Clinton & Obama & Obama & Clinton & ...

Just a molecule of angst and dread this a.m. You know the feeling. Another day of Obama and Clinton nonsense. Obama still looking for worship and Clinton looking for hope. So weary of this media merry-go-round. Something wrong with people who want to be No.1, but they are the only ones who go for it. It has to be psychological. Obama's father left him at age 2 to be raised by his grandmother and Clinton had a father who always praised her accomplishments but with the caveat that she could "do better." Mitt Romney always had a weird look on his face in front of a crowd. Dogs have it when your scratch their bellies.Clinton seems to soak it up as well. Of course, Obama won't be happy until he is sworn in as No. 1. It's his rite of passage since he did not have a dad to provide it. McCain has his war record, his rite of passage, with a lurking anxiety of some kind about who he is. Everything he utters seems to come from some place in him that feeds him line by line, sort of an inner teleprompter.

So I did not make my bed. I did not bath. I did shave and brush my teeth. Rushed out to Panera for coffee and a walnut and carrot cake muffin. Brought Obama and Clinton with me in Newsweek. Why? I want them to go away. I keep thinking that they will if I pay enough attention to them. The usual alone people talking to their cell phones. Making up the conversation to look connected. A 30ish woman in black from head to foot nodding her leg and sitting sideways on her chair while she looked out the window. She wanted to look like she was waiting for someone. I had Newsweek, Obama and Hilary. Nearby couples with a husband on his cell phone. "Let's go out to breakfast dear?" 'k, she says. He talks to his buddies on the cell phone. She is alone also. All the lonely people. Obama, Hilary, me, and the others. Who are we living alone and together.

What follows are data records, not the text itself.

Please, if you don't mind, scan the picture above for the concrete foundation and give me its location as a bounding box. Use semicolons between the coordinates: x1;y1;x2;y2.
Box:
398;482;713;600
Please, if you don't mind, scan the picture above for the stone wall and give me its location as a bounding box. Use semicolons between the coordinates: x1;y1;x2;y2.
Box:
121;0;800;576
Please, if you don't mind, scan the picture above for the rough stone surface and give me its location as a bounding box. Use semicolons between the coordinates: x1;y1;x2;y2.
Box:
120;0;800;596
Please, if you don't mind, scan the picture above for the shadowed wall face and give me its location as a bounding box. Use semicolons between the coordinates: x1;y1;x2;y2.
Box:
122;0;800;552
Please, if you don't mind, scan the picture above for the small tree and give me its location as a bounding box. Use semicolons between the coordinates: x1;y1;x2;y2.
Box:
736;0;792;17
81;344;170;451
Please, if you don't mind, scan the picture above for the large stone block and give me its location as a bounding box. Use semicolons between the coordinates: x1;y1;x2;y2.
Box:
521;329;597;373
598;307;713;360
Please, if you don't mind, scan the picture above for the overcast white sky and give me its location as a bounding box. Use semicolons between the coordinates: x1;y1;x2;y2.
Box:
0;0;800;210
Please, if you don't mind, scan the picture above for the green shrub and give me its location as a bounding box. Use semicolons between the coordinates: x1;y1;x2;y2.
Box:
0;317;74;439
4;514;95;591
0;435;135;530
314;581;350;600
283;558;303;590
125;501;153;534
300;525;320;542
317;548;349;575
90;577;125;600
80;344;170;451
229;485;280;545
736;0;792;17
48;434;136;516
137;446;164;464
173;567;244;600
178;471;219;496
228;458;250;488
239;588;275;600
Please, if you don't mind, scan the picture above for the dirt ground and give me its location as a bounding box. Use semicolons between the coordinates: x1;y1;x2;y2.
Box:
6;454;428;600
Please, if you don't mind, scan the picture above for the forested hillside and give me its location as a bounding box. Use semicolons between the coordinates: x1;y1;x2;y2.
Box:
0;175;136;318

Later I went to Borders. I was looking for a book about how the electroninc media is changing familiar life. The life we have lived up to this moment. The life of our bodies. The life of our mind.
Our lives. I am wondering if we are being pulled into another life where we are something like an old fashioned switchboard and cell phones, laptops, ipods, blackberries, earphones, email, wi-fi, and other things on there way are usiing us to their own ends or commerces ends, maybe government ends, and who knows the New Nerds crowd aware of our every move and thought. I found a couple of books. No paper or pen to write them down to check Amazon.com later. What did I have? A tiny keychain digital recorder with a minutes worth of recording time. I said the titles and then rushed back to Panera to use their wi-fi service to check Amazon.com. I was looking for a book to tell me what I already knew and did not know I knew .....and maybe still don't. Scary!